In [None]:
import numpy as np
import statsmodels.api as sm

# Multicollinearity
Let's simulate some data to see the effect of multicollinearity and how can we solve a wrongly specified design matrix. 

In [7]:
# Number of observations for each category
Nk = 30

# Number of categories
K = 3

# Total number of observations
N = Nk*K

#% Construct a x matrix with dummy variables (zero one vectors). 
x = np.zeros((N, K + 1)) # N obversvations in total. K categories & intercept
x[:,0] = np.ones(N) # Add the intercept

# Loop in the dummies
xo = np.ones(Nk)
cnt = 0

# the first column is the intercept in the regression
# the second column a dummy variable for the first category, etc. 
for i in range(K):
  x[cnt:Nk+cnt,i+1] = xo
  cnt = cnt + Nk

In [16]:
# Let y be a function of some random noise + intercept. AND, let the true
# dummy for the thirs category be zero. This means that the first category
# has the same intercept as the intercept itself. 

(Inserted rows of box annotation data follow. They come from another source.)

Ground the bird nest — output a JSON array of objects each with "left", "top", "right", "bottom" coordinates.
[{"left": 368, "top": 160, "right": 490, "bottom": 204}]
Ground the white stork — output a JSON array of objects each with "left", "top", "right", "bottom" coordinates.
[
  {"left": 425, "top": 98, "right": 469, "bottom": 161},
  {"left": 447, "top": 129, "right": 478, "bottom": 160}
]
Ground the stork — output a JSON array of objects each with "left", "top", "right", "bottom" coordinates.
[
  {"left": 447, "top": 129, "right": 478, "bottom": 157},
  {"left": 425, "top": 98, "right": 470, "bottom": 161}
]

beta = np.array([10, 5, -5, 0])
# y = x'*beta will give
# y_1 = 10 + 5  = 15 for category 1
# y_2 = 10 - 5 = 5   for category 2
# y_3 = 10     = 10  for category 3
# But we also add some noise
y = np.dot(x,beta) + np.random.normal(size=(N))

In [None]:
model = sm.OLS(y,x).fit()
print(model.summary())

**See the warning message!** The regression is rank deficient,
mening that the variables in x are linear combination of each other. In particular, we know from above that `np.sum(x[:,1:],1)=1`, i.e., all columns sum to 1, which is the same as `x[:,0]` (the intercept)


**Dropping the 1st category**

In [None]:
model = sm.OLS(y,x[:,[0,2,3]]).fit()
print(model.summary())

Remember the true beta is `[10 5 -5 0]` for intercept, cat1, cat2, and cat3. Notice that the estimated parameters for cat2 and cat3 are relative to cat1, i.e. beta[2] - beta[1] = -10 and beta[4] - beta[1] = -5. **Just as the estimated coefficients above!**

We know that $y = x'\beta$, hence
* $y_1 = 10 + 5 \rightarrow 15$
* $y_2 = 10 -5 \rightarrow 5$
* $y_3 = 10  \rightarrow 10$

Let's double check...

In [40]:
print('Estimate category 1 is {:.1f}'.format(model.params[0]))
print('Estimate category 2 is {:.1f}'.format(model.params[0]+model.params[1]))
print('Estimate category 3 is {:.1f}'.format(model.params[0]+model.params[2]))

Estimate category 1 is 15.2
Estimate category 2 is 4.7
Estimate category 3 is 9.9


Now try a **lasso** model

In [41]:
from sklearn.linear_model import LassoCV

# define the LassoCV object
Lasso = LassoCV(cv=5, fit_intercept=True).fit(x,y.ravel())

Print lasso coefficients ...

In [46]:
print('Lasso estimated intercept is {:.1f}'.format(Lasso.intercept_))
print('Lasso estimated coefficients are {}'.format(np.round(Lasso.coef_[1:],1)))

Lasso estimated intercept is 9.9
Lasso estimated coefficients are [ 5.2 -5.1  0. ]